I'm interested in this as well. Is there some way to use two FP32 floats together as one 64 bit float?

On the other hand, FP32 shouldn't be too bad if one is doing molecular dynamics with a velocity verlet algorithm, since you'll still get total energy conservation. To handle different forces one might need to do some clever scaling and renormalization if one really wants good results, but it's probably dooable. I don't know how bad the lower precision would be for DFT type codes though.

Another interesting project would be using PCI-X GPU's for sensory processing and vehicle guidance on the DARPA Grand Challenge. I hear much of the algorithms used there are directly portable to GPU's.

 

[I.S.T.]

<nitpick> PCI-X is an extention of PCI that is 64 bits wide and can be 66 MHZ, not PCI Express. </nitpick>

 

[boobs]

Does anybody know who I should contact over at Nvidia and Ati to get some test hardware?

 

[KimB]

Does anybody know who I should contact over at Nvidia and Ati to get some test hardware?

If you want to be able to program for the new architecture, you'll typically be given a program that enables software emulation on older hardware.

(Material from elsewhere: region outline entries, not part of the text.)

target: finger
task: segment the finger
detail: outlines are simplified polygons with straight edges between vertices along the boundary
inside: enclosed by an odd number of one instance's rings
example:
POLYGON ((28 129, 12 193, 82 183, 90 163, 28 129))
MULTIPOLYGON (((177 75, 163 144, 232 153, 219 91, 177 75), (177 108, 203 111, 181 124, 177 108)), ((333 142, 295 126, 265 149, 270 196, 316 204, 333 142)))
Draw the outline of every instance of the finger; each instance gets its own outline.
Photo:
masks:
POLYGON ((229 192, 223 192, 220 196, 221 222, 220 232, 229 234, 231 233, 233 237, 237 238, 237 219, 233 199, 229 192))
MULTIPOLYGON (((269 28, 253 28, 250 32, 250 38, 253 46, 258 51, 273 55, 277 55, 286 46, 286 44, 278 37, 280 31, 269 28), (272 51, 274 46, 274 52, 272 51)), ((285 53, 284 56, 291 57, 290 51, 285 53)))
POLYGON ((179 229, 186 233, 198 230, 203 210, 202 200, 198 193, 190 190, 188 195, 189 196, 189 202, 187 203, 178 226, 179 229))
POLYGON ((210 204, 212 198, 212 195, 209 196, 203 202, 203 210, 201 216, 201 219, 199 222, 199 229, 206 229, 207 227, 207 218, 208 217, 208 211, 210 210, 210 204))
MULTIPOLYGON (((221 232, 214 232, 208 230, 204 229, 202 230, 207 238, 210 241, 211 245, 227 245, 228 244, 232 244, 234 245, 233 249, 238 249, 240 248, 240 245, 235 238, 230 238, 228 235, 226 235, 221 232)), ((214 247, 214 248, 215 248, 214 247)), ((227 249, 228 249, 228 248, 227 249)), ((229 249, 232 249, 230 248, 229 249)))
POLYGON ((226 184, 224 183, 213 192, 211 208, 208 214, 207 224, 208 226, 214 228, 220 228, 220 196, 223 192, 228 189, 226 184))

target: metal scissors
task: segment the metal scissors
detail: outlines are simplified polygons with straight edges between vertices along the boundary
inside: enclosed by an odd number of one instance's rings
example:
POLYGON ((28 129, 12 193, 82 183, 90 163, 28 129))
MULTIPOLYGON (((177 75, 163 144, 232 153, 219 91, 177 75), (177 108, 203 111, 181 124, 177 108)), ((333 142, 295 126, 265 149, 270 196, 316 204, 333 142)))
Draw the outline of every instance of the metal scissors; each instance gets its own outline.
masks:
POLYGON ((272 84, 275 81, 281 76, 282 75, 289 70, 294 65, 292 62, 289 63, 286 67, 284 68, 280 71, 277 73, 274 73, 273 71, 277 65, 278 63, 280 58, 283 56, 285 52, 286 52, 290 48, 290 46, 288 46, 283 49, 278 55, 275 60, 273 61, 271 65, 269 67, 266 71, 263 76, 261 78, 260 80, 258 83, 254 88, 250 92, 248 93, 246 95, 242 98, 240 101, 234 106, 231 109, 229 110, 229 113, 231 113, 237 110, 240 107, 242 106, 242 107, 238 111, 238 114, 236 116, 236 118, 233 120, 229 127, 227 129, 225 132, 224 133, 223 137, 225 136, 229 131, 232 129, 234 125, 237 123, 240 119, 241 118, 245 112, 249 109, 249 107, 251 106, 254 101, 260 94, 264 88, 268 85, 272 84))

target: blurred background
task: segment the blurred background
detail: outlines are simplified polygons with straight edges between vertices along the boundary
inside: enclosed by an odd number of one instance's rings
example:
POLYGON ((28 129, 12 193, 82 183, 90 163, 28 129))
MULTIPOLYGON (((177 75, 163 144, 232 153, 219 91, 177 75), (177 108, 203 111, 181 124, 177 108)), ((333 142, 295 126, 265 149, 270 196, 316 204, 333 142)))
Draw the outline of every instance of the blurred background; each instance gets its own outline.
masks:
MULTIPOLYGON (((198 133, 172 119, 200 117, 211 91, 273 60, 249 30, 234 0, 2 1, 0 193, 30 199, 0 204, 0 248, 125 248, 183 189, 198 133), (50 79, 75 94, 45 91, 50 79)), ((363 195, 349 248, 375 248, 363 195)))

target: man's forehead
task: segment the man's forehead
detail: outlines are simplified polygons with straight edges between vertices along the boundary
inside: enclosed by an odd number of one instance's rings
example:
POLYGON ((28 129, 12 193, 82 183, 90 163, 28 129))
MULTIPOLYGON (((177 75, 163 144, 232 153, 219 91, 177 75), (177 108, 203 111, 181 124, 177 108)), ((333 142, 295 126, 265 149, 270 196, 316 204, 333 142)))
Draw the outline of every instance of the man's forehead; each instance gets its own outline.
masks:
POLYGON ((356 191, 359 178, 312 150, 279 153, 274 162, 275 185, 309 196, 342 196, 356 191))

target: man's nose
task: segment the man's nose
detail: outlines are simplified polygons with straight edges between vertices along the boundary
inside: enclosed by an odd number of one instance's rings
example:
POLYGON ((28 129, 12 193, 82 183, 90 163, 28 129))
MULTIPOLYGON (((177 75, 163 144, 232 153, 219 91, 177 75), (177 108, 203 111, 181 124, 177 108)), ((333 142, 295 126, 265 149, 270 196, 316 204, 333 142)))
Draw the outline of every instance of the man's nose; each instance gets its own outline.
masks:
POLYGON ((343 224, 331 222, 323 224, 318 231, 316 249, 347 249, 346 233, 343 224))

This was available publicly previously, and is now only available for registered developers. You can become a registered developer by filling out an application on nVidia's website.

 

[boobs]

Does anybody know who I should contact over at Nvidia and Ati to get some test hardware?

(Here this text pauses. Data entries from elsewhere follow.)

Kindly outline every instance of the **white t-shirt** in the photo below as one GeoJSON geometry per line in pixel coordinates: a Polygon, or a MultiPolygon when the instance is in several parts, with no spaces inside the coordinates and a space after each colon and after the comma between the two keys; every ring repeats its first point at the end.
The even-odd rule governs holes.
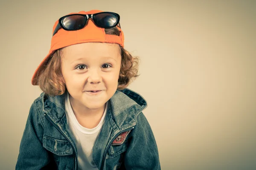
{"type": "Polygon", "coordinates": [[[78,122],[70,105],[69,94],[66,93],[65,110],[67,124],[76,139],[76,145],[78,154],[79,170],[98,170],[93,161],[93,147],[104,122],[105,118],[108,107],[108,101],[103,116],[98,125],[88,129],[81,125],[78,122]]]}

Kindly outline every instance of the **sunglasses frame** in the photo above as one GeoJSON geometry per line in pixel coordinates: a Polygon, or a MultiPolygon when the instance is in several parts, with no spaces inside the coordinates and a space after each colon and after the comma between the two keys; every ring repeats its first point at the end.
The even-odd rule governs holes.
{"type": "Polygon", "coordinates": [[[54,31],[53,32],[53,34],[52,34],[52,36],[53,36],[56,33],[57,33],[58,30],[59,29],[60,29],[61,28],[62,28],[63,29],[66,30],[66,31],[76,31],[76,30],[79,30],[79,29],[81,29],[83,28],[84,27],[84,26],[86,25],[86,23],[87,22],[87,21],[88,20],[89,20],[89,18],[91,18],[92,19],[92,20],[93,20],[93,22],[94,23],[94,24],[95,24],[96,26],[97,27],[99,27],[99,28],[111,28],[114,27],[118,25],[118,26],[119,27],[119,28],[121,28],[121,26],[120,25],[120,23],[119,23],[119,21],[120,21],[120,16],[119,15],[119,14],[118,14],[115,13],[114,12],[99,12],[97,13],[93,14],[70,14],[69,15],[65,15],[64,16],[63,16],[63,17],[61,17],[59,19],[58,23],[57,26],[56,26],[56,28],[55,28],[55,29],[54,30],[54,31]],[[96,16],[97,15],[98,15],[99,14],[106,14],[106,13],[111,14],[115,15],[116,17],[116,18],[117,18],[116,22],[115,23],[115,24],[114,24],[114,25],[113,26],[111,26],[111,27],[102,27],[102,26],[98,25],[94,21],[94,17],[96,16]],[[83,26],[82,27],[81,27],[81,28],[78,28],[78,29],[76,29],[76,29],[67,29],[67,28],[66,28],[63,25],[63,24],[62,21],[63,20],[63,19],[64,19],[65,18],[66,18],[67,17],[70,17],[70,16],[73,16],[73,15],[80,15],[80,16],[82,16],[83,17],[84,17],[86,19],[86,20],[85,21],[85,22],[84,23],[84,26],[83,26]]]}

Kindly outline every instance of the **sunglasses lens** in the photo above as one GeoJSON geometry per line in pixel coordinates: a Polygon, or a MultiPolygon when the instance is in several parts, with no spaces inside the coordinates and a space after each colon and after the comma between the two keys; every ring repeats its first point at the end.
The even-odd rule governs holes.
{"type": "Polygon", "coordinates": [[[71,15],[62,20],[62,24],[68,30],[80,29],[86,22],[85,17],[81,15],[71,15]]]}
{"type": "Polygon", "coordinates": [[[101,13],[94,16],[94,22],[99,26],[104,27],[111,27],[117,22],[117,17],[113,14],[101,13]]]}

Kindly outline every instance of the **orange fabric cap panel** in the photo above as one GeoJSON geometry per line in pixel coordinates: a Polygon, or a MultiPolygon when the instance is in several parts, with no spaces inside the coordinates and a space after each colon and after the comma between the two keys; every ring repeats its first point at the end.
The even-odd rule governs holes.
{"type": "MultiPolygon", "coordinates": [[[[88,11],[81,11],[78,13],[69,14],[93,14],[103,12],[102,11],[93,10],[88,11]]],[[[58,20],[55,22],[52,29],[52,34],[55,28],[58,23],[58,20]]],[[[45,67],[49,57],[55,51],[69,45],[81,43],[88,42],[100,42],[116,43],[124,47],[124,36],[122,30],[118,26],[116,28],[120,31],[119,36],[106,34],[105,28],[96,26],[92,19],[89,18],[85,26],[82,29],[76,31],[66,31],[61,28],[52,37],[51,48],[48,54],[39,64],[32,77],[31,83],[32,85],[38,85],[38,76],[45,67]]]]}

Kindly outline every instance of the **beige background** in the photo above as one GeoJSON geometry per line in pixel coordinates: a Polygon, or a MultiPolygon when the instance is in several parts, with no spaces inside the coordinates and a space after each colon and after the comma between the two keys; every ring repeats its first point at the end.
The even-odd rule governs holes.
{"type": "Polygon", "coordinates": [[[1,0],[0,8],[1,170],[14,169],[55,22],[93,9],[120,14],[125,47],[141,57],[128,88],[148,102],[162,169],[256,169],[256,1],[1,0]]]}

If you want to be able to program for the new architecture, you'll typically be given a program that enables software emulation on older hardware. This was available publicly previously, and is now only available for registered developers. You can become a registered developer by filling out an application on nVidia's website.

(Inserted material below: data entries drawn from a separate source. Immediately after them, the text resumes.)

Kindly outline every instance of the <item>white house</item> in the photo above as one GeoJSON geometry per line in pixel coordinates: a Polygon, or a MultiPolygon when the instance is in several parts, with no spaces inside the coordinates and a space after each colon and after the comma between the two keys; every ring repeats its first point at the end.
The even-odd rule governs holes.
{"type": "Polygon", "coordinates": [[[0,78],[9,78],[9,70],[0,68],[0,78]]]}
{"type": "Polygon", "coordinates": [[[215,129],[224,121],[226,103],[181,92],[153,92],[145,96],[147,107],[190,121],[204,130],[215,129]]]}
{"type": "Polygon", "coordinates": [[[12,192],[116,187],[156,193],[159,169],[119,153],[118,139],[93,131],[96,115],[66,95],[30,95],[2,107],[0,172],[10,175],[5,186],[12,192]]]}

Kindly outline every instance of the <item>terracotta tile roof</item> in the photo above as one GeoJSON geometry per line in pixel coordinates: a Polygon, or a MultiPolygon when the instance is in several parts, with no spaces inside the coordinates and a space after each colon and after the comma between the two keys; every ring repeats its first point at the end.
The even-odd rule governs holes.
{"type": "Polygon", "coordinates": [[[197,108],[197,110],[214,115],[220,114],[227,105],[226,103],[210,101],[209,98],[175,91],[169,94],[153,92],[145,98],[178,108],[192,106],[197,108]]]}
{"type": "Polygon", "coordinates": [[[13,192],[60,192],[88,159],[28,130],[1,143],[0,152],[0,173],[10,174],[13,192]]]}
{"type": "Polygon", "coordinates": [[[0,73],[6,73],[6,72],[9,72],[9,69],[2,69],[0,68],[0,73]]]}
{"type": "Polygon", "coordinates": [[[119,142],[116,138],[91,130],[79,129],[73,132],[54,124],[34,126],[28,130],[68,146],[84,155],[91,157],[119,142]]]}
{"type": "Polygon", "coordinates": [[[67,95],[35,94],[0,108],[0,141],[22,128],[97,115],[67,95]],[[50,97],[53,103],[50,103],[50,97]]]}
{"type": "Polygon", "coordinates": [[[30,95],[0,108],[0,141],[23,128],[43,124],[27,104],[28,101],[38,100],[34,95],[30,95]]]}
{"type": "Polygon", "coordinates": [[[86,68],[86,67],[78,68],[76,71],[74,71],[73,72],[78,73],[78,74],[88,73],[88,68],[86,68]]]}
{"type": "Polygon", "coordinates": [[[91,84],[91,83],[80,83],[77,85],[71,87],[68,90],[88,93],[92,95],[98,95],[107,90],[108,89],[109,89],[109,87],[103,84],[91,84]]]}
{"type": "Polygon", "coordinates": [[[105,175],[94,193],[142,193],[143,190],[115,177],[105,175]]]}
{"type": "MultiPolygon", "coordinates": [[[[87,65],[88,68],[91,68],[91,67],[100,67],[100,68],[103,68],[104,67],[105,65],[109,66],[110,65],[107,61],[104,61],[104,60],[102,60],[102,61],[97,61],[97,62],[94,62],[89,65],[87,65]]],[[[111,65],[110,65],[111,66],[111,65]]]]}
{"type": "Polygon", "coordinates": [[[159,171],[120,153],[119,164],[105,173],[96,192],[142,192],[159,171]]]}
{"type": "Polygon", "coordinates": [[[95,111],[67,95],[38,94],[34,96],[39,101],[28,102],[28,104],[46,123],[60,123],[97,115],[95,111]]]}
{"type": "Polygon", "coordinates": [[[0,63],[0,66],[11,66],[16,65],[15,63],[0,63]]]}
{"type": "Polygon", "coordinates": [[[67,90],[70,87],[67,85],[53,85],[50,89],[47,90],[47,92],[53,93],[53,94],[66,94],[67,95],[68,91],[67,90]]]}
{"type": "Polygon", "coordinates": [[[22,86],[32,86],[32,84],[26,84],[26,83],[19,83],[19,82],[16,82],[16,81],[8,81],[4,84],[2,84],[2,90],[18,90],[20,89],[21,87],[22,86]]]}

Yeah but if the whole point of the exercise is speed, then running things on emulation is kinda pointless.

 

[NickK]

Does anybody know who I should contact over at Nvidia and Ati to get some test hardware?

If you want to be able to program for the new architecture, you'll typically be given a program that enables software emulation on older hardware. This was available publicly previously, and is now only available for registered developers. You can become a registered developer by filling out an application on nVidia's website.

Yeah but if the whole point of the exercise is speed, then running things on emulation is kinda pointless.

Unfortuately nVidia aren't going to give all the developers free hardware. At least an quickly downloaded emulator allows you to progress your development whilst your order for the hardware goes though.

It would be good if there was a form of Prime95 for GPUs. 3DMark is only good if your looking at the visuals and happen to notice something. Unless I've missed the part where graphics benchies validates the output they get.

 

[Drak]

Does anybody know of fps figures for doing convolutions with 15x15 FP24/32 masks on 512x512 unsigned char images on X800 and 6800U respectively?